Zone A is one of five sections at the landfill.

The site in total covers about 200 acres, and is surrounded by agriculture and commercial businesses. The site does not pose a threat to nearby residents, though the city passed an ordinance in 2001 defining a groundwater protection area due to large-scale contamination.

The land is owned by Pasco Landfill Inc. and the Dietrich family.

‘Largest cleanup actions in state history’

Nick Garson, a remediation project manager with Boeing, said the hope is they’ll be able to bring the Pasco Landfill off the EPA’s Superfund National Priorities List before 2052.

Boeing is one of 30 companies and agencies liable for the waste, known collectively as the Industrial Waste Area Group III, or IWAG. Other companies include 3M Co., BNSF Railway, Daimler Trucks Northwest, Georgia Pacific, DuPont and Weyerhauser, as well as government agencies Franklin County and the U.S. Air Force.

Across four separate zones at the landfill, the companies have collectively spent more than $75 million on cleanup, Garson said.

“This project was a special kind of complicated, requiring years of negotiation, planning and teamwork to safely execute one of the largest cleanup actions in Washington state history,” Schmidt said at Wednesday’s event marking an end to the cleanup.

Due to the sheer size and amount of contaminants dumped there, it’s also been one of the most challenging.

Prior to cleanup, several chemicals leached from the waste into the soil and groundwater, including dioxins, herbicides, metals, polychlorinated biphenyls, and volatile and semi-volatile organic compounds.

A plume of contaminants at one time even extended underground from the landfill to the Columbia River, but site cleanup and other mitigation efforts have since reduced the risk of contaminating the river to near zero.

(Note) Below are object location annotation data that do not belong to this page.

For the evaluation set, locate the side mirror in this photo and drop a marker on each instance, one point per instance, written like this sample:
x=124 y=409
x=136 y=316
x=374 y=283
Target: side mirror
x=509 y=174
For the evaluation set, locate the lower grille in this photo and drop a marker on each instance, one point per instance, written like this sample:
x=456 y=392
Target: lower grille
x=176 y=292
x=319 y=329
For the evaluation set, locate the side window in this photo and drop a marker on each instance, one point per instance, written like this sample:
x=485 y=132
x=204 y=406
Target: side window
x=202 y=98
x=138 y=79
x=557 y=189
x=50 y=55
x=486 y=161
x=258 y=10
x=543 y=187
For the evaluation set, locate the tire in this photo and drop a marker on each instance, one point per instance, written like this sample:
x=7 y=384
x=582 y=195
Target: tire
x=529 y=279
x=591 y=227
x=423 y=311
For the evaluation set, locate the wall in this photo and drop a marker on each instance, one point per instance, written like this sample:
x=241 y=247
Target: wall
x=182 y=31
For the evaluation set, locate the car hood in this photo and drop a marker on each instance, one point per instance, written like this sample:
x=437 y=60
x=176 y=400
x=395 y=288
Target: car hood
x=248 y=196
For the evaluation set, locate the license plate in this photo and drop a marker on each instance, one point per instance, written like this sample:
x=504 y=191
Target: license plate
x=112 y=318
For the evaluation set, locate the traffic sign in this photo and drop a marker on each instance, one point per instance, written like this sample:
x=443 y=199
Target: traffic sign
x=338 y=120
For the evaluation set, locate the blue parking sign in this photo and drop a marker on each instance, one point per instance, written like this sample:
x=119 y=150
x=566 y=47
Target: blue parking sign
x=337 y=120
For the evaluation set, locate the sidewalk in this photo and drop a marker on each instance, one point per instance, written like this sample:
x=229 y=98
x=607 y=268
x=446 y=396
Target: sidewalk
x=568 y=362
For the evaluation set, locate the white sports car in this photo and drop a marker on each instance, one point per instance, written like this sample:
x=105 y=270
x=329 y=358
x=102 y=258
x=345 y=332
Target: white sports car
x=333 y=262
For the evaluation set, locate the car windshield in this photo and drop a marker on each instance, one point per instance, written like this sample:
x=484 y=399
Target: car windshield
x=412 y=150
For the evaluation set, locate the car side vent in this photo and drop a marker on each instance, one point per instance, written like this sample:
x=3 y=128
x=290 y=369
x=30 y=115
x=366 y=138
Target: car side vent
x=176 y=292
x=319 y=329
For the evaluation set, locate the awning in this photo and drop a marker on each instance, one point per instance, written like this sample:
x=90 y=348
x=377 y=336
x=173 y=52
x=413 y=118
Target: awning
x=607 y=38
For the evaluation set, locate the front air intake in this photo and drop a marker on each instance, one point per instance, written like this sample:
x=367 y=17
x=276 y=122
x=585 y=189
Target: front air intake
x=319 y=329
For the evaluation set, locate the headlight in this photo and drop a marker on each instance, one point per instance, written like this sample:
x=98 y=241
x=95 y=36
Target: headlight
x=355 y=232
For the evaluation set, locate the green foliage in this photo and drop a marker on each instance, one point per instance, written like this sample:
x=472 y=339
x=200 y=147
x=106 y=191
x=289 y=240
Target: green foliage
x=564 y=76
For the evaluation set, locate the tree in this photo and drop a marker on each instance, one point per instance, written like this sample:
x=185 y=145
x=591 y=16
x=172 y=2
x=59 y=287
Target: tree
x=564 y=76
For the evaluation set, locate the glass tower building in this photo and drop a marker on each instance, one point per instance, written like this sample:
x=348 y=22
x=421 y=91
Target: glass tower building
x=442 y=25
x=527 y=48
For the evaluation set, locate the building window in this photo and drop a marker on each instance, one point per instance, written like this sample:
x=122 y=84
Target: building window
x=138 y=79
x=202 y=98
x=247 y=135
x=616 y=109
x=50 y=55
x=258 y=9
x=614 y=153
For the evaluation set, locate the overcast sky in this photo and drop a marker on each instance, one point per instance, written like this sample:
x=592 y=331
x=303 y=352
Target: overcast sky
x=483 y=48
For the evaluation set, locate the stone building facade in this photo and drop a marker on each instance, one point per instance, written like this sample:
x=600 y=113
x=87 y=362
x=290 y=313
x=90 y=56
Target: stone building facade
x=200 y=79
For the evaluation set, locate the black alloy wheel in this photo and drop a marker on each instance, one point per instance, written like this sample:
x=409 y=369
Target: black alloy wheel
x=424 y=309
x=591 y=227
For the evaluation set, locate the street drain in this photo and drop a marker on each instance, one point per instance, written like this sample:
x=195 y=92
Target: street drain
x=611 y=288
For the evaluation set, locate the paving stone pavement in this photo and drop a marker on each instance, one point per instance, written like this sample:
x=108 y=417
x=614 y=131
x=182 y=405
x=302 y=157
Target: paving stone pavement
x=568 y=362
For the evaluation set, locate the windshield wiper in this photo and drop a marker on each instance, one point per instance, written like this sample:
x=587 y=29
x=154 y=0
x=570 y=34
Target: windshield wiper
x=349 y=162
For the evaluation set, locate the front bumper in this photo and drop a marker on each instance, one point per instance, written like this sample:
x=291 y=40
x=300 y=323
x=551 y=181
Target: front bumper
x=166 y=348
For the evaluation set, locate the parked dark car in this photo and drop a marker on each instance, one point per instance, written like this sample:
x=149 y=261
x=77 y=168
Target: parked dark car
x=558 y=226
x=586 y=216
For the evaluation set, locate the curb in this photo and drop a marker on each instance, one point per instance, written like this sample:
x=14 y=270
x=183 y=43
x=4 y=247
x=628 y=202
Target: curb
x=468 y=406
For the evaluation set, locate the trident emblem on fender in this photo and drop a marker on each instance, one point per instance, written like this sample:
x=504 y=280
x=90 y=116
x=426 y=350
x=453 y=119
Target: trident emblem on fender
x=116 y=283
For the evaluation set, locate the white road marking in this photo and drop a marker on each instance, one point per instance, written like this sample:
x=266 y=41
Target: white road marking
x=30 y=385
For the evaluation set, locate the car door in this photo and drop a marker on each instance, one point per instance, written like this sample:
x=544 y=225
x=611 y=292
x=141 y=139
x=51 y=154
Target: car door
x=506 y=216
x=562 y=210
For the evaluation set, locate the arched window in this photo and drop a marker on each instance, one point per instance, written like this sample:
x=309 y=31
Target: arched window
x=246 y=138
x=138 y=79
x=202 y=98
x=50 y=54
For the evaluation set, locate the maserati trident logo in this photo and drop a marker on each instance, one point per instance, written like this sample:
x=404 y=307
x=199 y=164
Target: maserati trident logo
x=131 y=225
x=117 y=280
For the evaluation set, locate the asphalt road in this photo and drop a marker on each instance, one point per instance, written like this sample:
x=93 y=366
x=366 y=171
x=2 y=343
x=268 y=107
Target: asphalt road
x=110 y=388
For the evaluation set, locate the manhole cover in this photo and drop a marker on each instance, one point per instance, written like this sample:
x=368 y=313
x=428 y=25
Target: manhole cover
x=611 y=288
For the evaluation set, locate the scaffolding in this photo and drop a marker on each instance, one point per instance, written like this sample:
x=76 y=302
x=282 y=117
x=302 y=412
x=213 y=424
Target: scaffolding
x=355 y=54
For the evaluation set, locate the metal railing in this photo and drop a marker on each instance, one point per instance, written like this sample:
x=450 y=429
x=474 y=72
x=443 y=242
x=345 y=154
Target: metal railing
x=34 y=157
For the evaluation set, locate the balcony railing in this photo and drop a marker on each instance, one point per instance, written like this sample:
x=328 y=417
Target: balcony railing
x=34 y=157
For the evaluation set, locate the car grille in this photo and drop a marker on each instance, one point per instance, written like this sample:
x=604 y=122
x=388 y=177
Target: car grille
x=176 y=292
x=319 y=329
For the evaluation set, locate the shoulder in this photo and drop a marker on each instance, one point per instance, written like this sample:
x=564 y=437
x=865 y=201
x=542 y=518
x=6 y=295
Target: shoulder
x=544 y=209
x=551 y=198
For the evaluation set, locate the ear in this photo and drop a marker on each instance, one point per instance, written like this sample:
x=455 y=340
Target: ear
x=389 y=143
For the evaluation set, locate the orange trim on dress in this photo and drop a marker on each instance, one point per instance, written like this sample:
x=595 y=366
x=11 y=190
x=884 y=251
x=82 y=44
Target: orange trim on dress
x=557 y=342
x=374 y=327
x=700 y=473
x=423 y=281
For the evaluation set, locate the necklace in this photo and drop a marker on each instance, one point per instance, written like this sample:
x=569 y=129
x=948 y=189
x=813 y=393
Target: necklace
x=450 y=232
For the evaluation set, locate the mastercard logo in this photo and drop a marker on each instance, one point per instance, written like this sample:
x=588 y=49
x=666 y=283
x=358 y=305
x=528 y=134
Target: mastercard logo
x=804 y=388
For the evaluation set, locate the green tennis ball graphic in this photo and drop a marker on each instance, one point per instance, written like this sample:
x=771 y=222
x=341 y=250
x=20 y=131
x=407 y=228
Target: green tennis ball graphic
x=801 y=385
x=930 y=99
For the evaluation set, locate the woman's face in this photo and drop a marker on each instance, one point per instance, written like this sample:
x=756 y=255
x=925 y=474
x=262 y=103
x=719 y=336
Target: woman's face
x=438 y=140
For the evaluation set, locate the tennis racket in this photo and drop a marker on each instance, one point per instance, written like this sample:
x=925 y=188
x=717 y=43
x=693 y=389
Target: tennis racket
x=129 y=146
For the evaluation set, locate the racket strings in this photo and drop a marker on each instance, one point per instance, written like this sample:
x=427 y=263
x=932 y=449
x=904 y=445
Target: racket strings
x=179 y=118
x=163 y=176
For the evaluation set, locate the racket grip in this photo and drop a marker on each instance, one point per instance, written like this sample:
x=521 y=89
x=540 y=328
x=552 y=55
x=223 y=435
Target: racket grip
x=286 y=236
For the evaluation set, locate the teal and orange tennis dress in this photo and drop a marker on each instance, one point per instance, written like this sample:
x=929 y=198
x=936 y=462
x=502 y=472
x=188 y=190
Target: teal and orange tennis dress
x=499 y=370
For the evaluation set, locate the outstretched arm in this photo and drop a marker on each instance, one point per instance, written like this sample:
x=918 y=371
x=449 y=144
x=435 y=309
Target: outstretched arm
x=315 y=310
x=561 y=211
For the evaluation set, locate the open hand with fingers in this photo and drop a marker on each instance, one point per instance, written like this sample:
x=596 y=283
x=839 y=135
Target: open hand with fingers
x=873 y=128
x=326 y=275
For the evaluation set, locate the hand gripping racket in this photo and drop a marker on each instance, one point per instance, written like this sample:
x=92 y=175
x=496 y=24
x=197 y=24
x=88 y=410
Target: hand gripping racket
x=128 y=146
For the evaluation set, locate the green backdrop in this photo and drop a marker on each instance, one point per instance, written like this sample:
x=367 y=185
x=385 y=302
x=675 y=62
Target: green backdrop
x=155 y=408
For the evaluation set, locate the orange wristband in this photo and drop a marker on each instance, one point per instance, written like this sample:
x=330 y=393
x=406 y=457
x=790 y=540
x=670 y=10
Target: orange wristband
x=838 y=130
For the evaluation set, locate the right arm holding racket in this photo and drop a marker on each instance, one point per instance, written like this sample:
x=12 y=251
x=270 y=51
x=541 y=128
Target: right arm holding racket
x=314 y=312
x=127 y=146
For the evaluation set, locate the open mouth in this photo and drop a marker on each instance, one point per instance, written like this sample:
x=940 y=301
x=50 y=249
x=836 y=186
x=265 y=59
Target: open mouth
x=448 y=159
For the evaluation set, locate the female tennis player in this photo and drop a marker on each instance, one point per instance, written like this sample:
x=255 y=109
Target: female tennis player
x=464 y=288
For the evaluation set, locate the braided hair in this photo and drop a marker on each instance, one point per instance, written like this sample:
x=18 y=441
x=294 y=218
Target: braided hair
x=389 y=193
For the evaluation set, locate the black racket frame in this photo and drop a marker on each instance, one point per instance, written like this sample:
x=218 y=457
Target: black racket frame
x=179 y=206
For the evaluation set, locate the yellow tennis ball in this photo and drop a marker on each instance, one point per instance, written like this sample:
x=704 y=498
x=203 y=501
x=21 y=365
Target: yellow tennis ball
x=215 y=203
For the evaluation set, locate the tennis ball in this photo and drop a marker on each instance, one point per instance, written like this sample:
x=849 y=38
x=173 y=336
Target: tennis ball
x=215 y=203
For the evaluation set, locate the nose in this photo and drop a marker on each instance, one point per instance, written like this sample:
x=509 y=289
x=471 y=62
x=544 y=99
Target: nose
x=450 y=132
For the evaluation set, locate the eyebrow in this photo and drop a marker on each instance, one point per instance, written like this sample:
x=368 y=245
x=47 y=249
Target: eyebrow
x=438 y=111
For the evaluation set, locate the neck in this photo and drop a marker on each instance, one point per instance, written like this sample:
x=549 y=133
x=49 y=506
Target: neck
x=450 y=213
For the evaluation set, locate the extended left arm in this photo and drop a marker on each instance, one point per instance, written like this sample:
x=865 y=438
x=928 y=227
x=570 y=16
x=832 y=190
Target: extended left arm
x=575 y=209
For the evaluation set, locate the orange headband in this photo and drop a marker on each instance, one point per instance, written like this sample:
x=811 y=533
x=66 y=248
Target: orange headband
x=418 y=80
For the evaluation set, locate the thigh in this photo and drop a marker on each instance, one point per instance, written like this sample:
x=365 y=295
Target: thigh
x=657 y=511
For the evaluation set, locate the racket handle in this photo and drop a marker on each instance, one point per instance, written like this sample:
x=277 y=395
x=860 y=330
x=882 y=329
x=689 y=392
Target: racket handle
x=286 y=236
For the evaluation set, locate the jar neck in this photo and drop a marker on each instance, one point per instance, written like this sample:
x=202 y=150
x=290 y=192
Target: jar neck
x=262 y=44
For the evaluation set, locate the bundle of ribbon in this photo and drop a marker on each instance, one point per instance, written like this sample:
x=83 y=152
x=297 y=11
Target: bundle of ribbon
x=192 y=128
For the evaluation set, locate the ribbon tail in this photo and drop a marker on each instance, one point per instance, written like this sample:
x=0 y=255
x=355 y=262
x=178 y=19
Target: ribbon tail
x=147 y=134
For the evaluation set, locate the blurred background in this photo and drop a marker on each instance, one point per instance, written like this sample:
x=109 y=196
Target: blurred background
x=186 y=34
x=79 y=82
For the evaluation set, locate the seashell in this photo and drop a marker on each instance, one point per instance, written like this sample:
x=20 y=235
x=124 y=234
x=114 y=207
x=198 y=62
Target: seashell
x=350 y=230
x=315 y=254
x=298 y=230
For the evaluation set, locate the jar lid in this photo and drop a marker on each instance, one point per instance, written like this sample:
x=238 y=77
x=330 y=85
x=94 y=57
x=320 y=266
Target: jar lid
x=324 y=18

Today, with waste removed, all that remains is a 16-foot pit in the ground at Zone A – but the soil will still need to be thermally treated over the next three years.

“Basically, we’re going to heat up the soil, boil out the contaminants, we’re going to capture them with an extraction system and then we’re going to treat them,” said Garson, who chairs IWAG’s technical committee.

After that, IWAG will continue to sample the groundwater and maintain the site for upwards of three decades until the area meets Ecology’s and the EPA’s standards for a recovered site.

Rigorous cleanup

Zone A is the largest of five zones at the Pasco Landfill that have since been closed.

Nearly 5,000 drums of herbicide-manufacturing waste were extracted from Zone B in 2002.

Residues from about 3 million gallons of plywood resin waste, wood treatment and preservative waste, lime sludge, cutting oils, paint and paint solvent waste, and other bulk liquids were once located in lagoons in Zones C and D.

Zone E contained about 11,000 tons of sludge from paper manufacturing.

And a 45-acre municipal landfill has been covered and closed. A gas extraction system generates methane that’s burned at a flare as the material underneath breaks down.

“The permanent drum waste removal at Zone A was the largest and one of the final, necessary cleanup actions at the site,” Schmidt said.

The Pasco Landfill originally opened in 1958. Waste burning began at the site in 1971 when it became a sanitary landfill.

From 1972 to 1975, the site accepted industrial waste drums, which were organized and disposed between two zones.

The site was added to the EPA’s National Priorities List in 1990, and the landfill ultimately closed in 2001. Shortly after, cleanup began in the industrial waste zones and municipal landfill.

Interim cleanup lasted from 2008 until 2019, when IWAG and the landfill group finalized a cleanup action plan for Zone A, B and monitoring of the remaining municipal solid waste.

About that time, in 2017, concerns mounted that the underground material in Zone A was smolder.

“We were at a decision point and at that point we said, ‘It’s time to remove the drums,’” he said. He added later: “All of the repositories like this across the country, most of them have already all been cleaned up. It wasn’t really believed there were very many left like this one.”

The contractor, Illinois-based ENTACT, excavated more than 120 sections of Zone A to remove the drums of waste, which were shipped off to disposal facilities in Oregon and Idaho. Workers erected a giant cover over their workspace, and tested materials and soils along the way.